In 1Cor 13, Paul describes what many intuitively regard as an ideal understanding of romantic love. After all, who would not want one’s spouse to be an endless reserve of patience, kindness, perseverance, and protection? Add to this idealistic thinking the eloquence of Paul’s description of love, and this text has all the makings of a wedding-day Scripture reading.
A main reason that Paul wrote this letter to the Corinthian Church is because the Corinthian church was a hot mess. The congregation was full of all kinds of drama and sinful behavior that threatened to ruin the witness of the Church to Jesus Christ. This is the context that we must think of the love passage. It is meant to be a clever correction to the Corinthian church to stop them from misbehaving.
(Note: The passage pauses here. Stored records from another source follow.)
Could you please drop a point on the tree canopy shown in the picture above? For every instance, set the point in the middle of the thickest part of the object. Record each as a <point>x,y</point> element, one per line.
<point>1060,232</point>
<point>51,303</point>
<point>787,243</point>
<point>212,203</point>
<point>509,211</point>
This section about Love is all about how to correctly use the gifts that God has given all of us. Love is about how to correctly use the freedom that we have as Christians who have eternity to look forward to. Love is the more excellent way. And the love that Paul is speaking about is not the love of romance and infatuation. Paul is using the Greek word “Agape” which means self- sacrificing love. Agape love is behind all actions that put others first. This is the love with which God loves us by sending His son Jesus to die in order to restore our relationship with God.
As the “month of love” February moves along, take time to think about how the love Paul so eloquently speaks of is a part of our daily walk with Christ and with each other.